There are two ways hosts can increase IO versus a traditional external array model:
- Offloading, by serving IO locally and saving a network hop;
- Acceleration, to reduce pressure on external resources. Examples of this are compression and bundling large writes vs. lots of small block transactions.
In the DVX, we offload reads physically via massive caches per host. The DVX also accelerates reads, but offloading has the biggest effect.
But we accelerate writes. This allows hosts to be pure performance resources for their storage, separated from the issues of persisting their data.
The DVX approach scales naturally with the number of hosts as a multiplier on the native bandwidth of a NetShelf. For example, if 90% of IOs are serviced by the host, comparing a NetShelf to an equivalently configured array,
- A NetShelf would need 10x less internal bandwidth to support the same number of workloads;
- A NetShelf could have 10x more workloads in front of it.
There is an ultimate limit to the write bandwidth of a single NetShelf in the first release of the DVX. The DVX enables linear scaling of compute and reads while keeping hosts stateless, and hosts accelerate their own writes.
Most DVX Host IO is Serviced by the Host Itself
In Enterprise server VMs, most IO is read IO (with notable exceptions). As noted above, host read caching frees up most of the total bandwidth needs otherwise provided by an array.
How about writes?
- Inline host compression. Compression is a CPU intensive operation and scales naturally with the number of hosts.

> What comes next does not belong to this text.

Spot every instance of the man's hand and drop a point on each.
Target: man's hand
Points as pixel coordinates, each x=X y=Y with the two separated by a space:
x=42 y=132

- Checksums and referential integrity checks. All written data is checksummed on the host inline. The host also prepares the data for future referential integrity checks. These are also CPU intensive operations that scale with the number of hosts.
- Inline deduplication. Host caches are fully deduplicated inline. Some stages of NetShelf dedupe will be done on the host inline, and these stages will also scale directly with number of hosts. Remaining stages are done on the host too, but after the initial persistent write.
- Disk writes are unblended and coalesced by the host up front, so there are fewer, larger IOs. So the NetShelf’s collection of media will not be burdened by write IOPS demands. Random writes go to NVRAM on the NetShelf, random reads go to host flash (which is fast/cheap for this).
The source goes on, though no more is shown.